Personal information
- Born: August 7, 1991 (age 35) Toronto, Ontario, Canada
- Listed height: 6 ft 5 in (1.96 m)
- Listed weight: 220 lb (100 kg)

Career information
- High school: London South (London, Ontario)
- University: Toronto
- CFL draft: 2014 (2nd round, 18th overall pick)

Career history
- 2014: Saskatchewan Roughriders
- 2015–2016: Ottawa Redblacks
- 2017: Montreal Alouettes
- Stats at CFL.ca

= Alex Pierzchalski =

Canadian football player (born 1991)

Alex Pierzchalski (born August 7, 1991) is a Canadian former professional football wide receiver who played in the Canadian Football League (CFL). He was selected by the Saskatchewan Roughriders in the second round of the 2014 CFL draft after playing Canadian Interuniversity Sport football at the University of Toronto.

==Early life==
Pierzchalski attended London South Collegiate Institute in London, Ontario.
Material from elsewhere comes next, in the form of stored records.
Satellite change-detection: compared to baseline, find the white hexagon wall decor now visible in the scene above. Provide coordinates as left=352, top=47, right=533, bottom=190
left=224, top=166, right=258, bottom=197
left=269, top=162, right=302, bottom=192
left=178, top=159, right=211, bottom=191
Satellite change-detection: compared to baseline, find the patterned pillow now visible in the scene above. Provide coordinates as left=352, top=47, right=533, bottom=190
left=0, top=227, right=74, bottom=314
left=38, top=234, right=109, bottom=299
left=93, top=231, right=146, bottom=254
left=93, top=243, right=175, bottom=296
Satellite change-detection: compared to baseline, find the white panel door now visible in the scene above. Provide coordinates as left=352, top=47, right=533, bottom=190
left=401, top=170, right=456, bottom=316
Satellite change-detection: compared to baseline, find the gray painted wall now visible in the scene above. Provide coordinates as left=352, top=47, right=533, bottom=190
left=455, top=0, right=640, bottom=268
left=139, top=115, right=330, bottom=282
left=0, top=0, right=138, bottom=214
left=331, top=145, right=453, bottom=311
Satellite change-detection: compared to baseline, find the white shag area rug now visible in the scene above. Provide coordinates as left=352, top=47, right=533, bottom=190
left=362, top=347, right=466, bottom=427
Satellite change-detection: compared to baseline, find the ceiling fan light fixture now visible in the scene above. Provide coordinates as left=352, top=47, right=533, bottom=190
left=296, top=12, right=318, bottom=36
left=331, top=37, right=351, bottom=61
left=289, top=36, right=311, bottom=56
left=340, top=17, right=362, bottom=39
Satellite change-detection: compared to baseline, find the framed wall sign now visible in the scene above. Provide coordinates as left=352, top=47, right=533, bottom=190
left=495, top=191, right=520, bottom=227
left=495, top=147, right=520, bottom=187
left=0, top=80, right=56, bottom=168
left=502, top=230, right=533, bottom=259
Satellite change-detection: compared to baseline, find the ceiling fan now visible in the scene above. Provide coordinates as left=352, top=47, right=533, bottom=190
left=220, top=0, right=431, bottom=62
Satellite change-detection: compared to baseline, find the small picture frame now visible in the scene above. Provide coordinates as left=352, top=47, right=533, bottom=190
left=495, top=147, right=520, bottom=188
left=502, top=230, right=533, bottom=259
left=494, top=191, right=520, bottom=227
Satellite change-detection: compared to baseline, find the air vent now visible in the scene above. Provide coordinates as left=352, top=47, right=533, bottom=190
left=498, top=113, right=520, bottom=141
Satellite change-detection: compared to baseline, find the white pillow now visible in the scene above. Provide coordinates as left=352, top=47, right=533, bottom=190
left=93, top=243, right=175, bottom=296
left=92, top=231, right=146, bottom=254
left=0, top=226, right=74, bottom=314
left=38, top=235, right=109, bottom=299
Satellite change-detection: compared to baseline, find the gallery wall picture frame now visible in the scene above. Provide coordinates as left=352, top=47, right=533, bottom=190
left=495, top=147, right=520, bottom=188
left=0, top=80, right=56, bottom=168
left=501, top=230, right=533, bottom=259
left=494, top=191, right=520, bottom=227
He played four seasons for the Toronto Varsity Blues of the University of Toronto, recording career totals of 149 receptions for 1,617 yards and 13 touchdowns in 32 games.

==Professional career==

===Saskatchewan Roughriders===
Pierzchalski was drafted by the Saskatchewan Roughriders with the eighteenth pick in the 2014 CFL draft. He dressed in 13 regular season games and made four special teams tackles. He recorded his first career reception against the Calgary Stampeders on October 24, 2014. He played in both 2015 pre-season games for the Riders, recording five catches for 22 yards and a touchdown, before being among the team's final cuts on June 20, 2015. He was offered a practice roster spot by the Roughriders, but he declined in order to pursue opportunities elsewhere.

===Ottawa Redblacks===
Pierzchalski signed with the Ottawa Redblacks on June 22, 2015.

===Montreal Alouettes===
Pierzchalski played the 2017 season with Montreal. He retired after the season.